Realizing that Datadog could report on everything I need, I turned to monitoring. I created a monitor to let me know when no data had been reported from an agent, this would tell me when either the Datadog agent or the entire host had failed (or the network between my house and the datadog servers). It was simple to create the monitor and I tested it by shutting down one of my nodes. Sure enough, the monitor started showing that no data had been received from that node and the alert triggered.

Datadog clearly is a very rich service that would support everything I need. There is, however, a downside.

The Datadog free tier does not allow for setting up monitors and alerts. Since my most critical need is to know when something fails, I'd need to move to their paid service which runs $15 per node per month. To be fair to Datadog, that's only $45/month for three nodes and if I was an organization that depended on services being available, it would be a reasonable price. But, I'm just a guy hacking at a system that can afford a little downtime until I just happen to notice something is down.

Prometheus

Prometheus is another offering directly in the Rancher catalog. Similar to Datadog, Prometheus gathers a bunch of data and lets you build dashboards and monitors based on the data. Deployment is as simple as any other Rancher stack, just supply a couple of values in a form and Rancher takes care of it for you.

I had very high hopes for Prometheus. In my past professional life, I did some work on/with an operational management tool that gathered data, pushed it to a time series database, and let you build reports and alerts against the data. During this time, I had often looked at Prometheus as a better solution that what we had. After playing with Prometheus, I am not so sure anymore.

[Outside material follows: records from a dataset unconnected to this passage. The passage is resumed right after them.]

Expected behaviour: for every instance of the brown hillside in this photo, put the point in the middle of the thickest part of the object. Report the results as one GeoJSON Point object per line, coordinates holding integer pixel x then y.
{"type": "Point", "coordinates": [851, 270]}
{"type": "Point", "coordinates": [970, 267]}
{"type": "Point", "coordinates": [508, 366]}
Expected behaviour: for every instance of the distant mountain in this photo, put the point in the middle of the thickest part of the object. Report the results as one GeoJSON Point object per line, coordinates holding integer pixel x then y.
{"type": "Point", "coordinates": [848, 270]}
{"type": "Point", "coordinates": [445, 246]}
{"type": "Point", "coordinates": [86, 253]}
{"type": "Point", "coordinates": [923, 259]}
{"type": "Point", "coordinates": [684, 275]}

It is certainly powerful. It collected a ton of data and provided some out of the box reports that were interestin: cpu usage over time, number of containers over time, and similar. When it came to configuring a monitor, however, I could not figure it out. The alerting functionality in prometheus is still very early and I hope they'll get it working in an easier fashion, but for now... I'll admit that I lost patience with it (especially after seeing how easy it was with Datadog).

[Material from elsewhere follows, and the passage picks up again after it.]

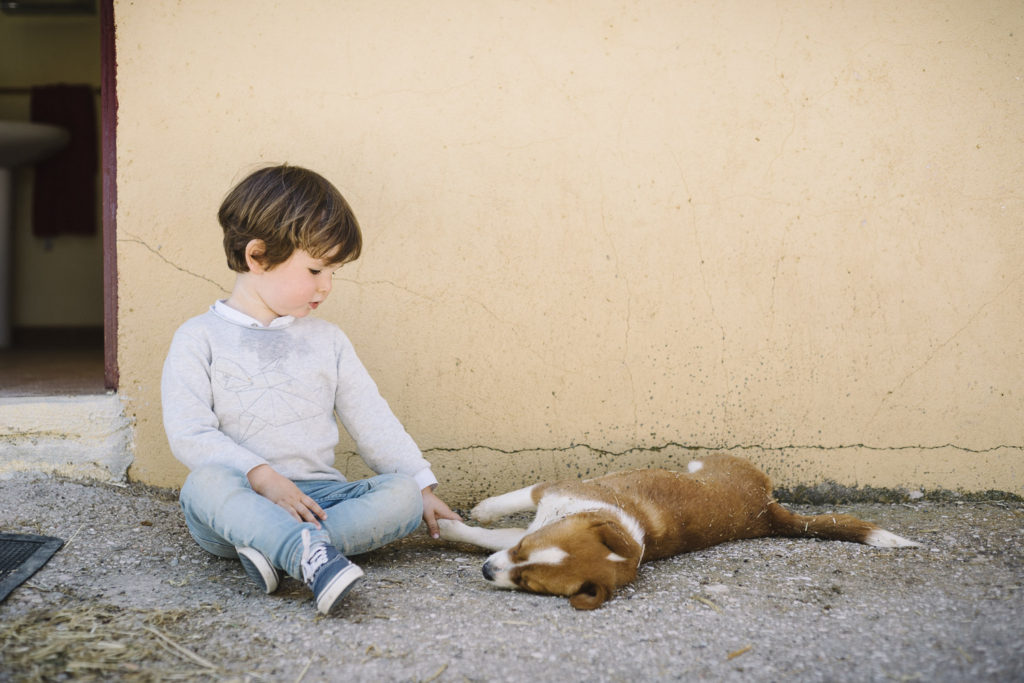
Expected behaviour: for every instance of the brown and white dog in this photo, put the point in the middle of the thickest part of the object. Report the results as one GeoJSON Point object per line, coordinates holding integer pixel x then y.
{"type": "Point", "coordinates": [589, 538]}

If anyone reading this has some pointers for me with setting up monitoring and alerting in Prometheus, please let me know. I'dlove to try it out!

My Opinion

Well... I am not sure what to say. Datadog ticked all the boxes but I just can't pull the trigger at $15/month/node. If I were running this for my employer or relied upon services being up more, it'd be a no brainer as the price is really reasonable. But for home hobbyists, it's overkill.

What I will likely end up doing is building something custom. My needs are so simple that a series of bash scripts toquery nodes and containers is not to terribly difficult. Maybe I'll even turn it into a service in my private catalog.